Wednesday, April 21, 2010
Myths and Misconceptions of the College Essay: Writing to Reveal Part 5
Myth #4: A personal story should be easy to tell.
Sociological studies show that 90% of daily conversations are couched in narrative language. All of us, in other words, are natural story tellers. We are most comfortable with a rhetorical framework that includes plot, theme, rising action, character, protagonist versus antagonist, climax, and denouement. It's the lingua franca of coffee houses and salons.

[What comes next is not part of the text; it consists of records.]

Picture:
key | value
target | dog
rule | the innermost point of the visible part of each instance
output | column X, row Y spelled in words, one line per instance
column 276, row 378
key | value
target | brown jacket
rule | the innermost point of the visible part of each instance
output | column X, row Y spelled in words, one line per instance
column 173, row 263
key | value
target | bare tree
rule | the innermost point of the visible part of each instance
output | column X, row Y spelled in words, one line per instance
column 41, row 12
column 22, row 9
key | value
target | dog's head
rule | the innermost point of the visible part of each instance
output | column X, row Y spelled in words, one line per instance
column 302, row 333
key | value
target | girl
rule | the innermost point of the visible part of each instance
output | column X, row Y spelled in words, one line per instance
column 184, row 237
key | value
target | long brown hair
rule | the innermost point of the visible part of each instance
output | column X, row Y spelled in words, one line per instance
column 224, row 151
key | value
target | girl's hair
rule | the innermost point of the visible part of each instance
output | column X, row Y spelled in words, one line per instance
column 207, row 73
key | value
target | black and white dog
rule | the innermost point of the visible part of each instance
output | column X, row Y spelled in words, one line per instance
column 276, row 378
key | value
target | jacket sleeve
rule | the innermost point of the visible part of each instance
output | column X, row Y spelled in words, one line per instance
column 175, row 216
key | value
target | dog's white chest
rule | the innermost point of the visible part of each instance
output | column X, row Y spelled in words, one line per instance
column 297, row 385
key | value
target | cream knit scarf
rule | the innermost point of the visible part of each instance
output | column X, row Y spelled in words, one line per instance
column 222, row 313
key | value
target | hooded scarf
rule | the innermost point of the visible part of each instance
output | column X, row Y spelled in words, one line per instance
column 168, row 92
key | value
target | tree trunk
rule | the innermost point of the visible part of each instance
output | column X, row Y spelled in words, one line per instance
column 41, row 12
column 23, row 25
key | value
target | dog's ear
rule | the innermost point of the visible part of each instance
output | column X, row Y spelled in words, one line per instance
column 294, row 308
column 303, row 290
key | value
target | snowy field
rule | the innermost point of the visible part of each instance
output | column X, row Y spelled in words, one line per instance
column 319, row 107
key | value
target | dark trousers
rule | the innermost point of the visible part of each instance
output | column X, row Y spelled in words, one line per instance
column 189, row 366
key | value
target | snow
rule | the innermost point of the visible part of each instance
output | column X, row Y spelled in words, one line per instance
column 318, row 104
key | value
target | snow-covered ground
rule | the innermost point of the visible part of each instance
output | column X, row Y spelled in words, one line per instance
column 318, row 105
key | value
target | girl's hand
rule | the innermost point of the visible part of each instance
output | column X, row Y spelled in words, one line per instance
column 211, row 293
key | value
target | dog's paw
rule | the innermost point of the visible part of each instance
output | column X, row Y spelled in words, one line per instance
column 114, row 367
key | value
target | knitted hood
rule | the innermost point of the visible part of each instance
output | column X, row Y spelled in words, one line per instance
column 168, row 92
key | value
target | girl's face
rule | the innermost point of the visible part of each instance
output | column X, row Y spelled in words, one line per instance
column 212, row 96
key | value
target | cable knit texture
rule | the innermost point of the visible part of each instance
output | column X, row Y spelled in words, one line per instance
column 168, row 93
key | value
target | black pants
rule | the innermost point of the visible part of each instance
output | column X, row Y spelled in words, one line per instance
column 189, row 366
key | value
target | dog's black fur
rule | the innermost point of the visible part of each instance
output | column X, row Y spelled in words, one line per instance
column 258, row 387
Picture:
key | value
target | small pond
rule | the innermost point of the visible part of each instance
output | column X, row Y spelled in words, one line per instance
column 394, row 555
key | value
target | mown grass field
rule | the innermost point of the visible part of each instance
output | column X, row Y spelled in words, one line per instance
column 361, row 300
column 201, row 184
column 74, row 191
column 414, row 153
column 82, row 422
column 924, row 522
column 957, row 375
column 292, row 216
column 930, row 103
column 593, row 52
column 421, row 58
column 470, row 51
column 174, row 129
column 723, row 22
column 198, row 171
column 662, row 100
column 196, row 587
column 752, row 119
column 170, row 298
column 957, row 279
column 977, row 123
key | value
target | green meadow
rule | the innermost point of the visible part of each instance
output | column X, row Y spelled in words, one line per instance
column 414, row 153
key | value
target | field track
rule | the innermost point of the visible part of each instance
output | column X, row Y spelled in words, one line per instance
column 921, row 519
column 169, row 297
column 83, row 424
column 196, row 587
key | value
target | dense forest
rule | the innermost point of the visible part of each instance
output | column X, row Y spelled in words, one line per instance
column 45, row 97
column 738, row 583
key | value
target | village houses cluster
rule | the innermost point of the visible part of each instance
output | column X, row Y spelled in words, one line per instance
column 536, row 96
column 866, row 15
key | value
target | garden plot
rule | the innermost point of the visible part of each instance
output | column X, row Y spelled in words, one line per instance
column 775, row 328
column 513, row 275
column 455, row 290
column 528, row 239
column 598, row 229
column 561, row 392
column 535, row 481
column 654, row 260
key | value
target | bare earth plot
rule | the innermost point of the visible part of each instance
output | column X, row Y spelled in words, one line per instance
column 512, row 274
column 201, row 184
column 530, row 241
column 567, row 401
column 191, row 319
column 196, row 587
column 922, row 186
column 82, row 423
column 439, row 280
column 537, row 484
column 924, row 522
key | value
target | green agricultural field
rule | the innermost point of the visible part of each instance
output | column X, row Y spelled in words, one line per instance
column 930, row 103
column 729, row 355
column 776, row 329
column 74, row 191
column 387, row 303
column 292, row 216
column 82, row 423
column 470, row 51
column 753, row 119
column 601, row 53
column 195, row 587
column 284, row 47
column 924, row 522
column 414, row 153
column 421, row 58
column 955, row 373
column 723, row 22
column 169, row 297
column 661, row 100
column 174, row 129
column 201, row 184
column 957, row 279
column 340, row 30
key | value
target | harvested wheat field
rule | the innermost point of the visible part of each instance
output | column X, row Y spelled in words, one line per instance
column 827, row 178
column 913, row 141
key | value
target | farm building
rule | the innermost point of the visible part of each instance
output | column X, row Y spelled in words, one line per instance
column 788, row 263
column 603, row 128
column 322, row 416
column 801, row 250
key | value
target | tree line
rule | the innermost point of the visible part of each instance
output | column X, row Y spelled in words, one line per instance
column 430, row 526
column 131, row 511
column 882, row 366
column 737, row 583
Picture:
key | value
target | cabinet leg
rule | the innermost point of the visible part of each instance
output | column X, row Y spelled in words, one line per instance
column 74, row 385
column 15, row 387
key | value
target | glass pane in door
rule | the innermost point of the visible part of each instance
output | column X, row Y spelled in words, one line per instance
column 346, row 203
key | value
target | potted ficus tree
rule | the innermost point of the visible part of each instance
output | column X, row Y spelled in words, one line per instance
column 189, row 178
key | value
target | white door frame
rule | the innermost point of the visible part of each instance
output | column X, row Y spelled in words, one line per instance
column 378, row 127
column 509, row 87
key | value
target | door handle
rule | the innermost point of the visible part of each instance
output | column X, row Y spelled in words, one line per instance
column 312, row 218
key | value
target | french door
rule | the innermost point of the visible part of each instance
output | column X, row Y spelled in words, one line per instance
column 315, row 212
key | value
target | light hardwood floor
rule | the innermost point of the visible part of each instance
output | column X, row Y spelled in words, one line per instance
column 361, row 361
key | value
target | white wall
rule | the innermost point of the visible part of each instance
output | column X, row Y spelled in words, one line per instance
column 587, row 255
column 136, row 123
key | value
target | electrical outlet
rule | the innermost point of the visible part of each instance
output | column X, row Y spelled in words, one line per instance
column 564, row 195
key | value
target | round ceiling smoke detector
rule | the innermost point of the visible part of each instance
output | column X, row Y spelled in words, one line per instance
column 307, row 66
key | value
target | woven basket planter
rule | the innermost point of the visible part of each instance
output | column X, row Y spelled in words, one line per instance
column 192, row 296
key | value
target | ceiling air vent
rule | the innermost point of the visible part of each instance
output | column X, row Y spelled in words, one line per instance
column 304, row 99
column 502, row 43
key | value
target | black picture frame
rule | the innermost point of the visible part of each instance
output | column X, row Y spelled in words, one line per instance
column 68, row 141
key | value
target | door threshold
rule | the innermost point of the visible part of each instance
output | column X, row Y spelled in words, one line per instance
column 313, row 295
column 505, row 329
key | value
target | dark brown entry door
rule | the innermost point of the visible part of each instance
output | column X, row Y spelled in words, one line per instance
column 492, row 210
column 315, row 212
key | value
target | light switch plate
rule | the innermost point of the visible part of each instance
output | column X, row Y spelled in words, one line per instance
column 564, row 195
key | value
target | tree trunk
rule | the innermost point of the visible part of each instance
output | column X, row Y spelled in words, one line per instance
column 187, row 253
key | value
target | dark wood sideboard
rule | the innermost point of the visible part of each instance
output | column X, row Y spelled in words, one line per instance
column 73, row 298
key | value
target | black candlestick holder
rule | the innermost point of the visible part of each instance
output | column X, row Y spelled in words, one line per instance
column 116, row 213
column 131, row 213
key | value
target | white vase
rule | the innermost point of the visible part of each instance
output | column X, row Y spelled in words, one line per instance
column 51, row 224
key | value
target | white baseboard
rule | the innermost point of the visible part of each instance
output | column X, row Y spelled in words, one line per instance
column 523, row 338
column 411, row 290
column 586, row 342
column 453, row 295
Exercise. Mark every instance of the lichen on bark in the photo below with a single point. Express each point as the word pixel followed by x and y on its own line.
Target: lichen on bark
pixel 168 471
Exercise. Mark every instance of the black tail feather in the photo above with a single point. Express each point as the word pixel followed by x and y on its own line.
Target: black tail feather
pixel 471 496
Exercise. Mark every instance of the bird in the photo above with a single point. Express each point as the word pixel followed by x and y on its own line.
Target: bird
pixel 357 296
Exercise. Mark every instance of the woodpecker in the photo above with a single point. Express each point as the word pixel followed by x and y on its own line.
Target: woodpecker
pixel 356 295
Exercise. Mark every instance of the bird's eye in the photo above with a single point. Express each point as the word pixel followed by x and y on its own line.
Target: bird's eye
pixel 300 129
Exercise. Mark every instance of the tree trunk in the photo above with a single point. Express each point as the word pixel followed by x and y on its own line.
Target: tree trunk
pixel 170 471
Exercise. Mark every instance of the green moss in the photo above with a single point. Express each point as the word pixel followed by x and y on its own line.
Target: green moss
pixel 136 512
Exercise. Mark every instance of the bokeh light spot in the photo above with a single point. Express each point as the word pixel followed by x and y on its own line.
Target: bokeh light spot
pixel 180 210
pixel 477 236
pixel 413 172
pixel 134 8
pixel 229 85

The romantic fallacy then we so easily succumb to is believing that a personal essay should involve a spontaneous narrative burst. That's how it works, for example, over a cup of coffee at Starbucks. That's how the romantics - Wordsworth, Keats, Coleridge - did it. That's what the existentialist, like Kierkegaard, called the phenomenon of "authenticity".
The truth is though that to write a truly lucid personal sketch will require immense perspiration. Making the shift, in other words, from person-to-person (aka. Starbucks) to paper-to-person (aka. Common Application) is hard work. In fact the paradox here is that capturing an epiphany - an instant flash of revelation - almost always involves a long, arduous process. There is draft after draft. Rewrite after rewrite. Rewording after rewording. And just when you think you've got it - now lop off another 10-15%.
In the end, a good story is one where the reader doesn't have to sweat. It should be easy for the audience to take the journey and discover the truth. But the journey for the writer is always an uphill battle against an antagonism of forces.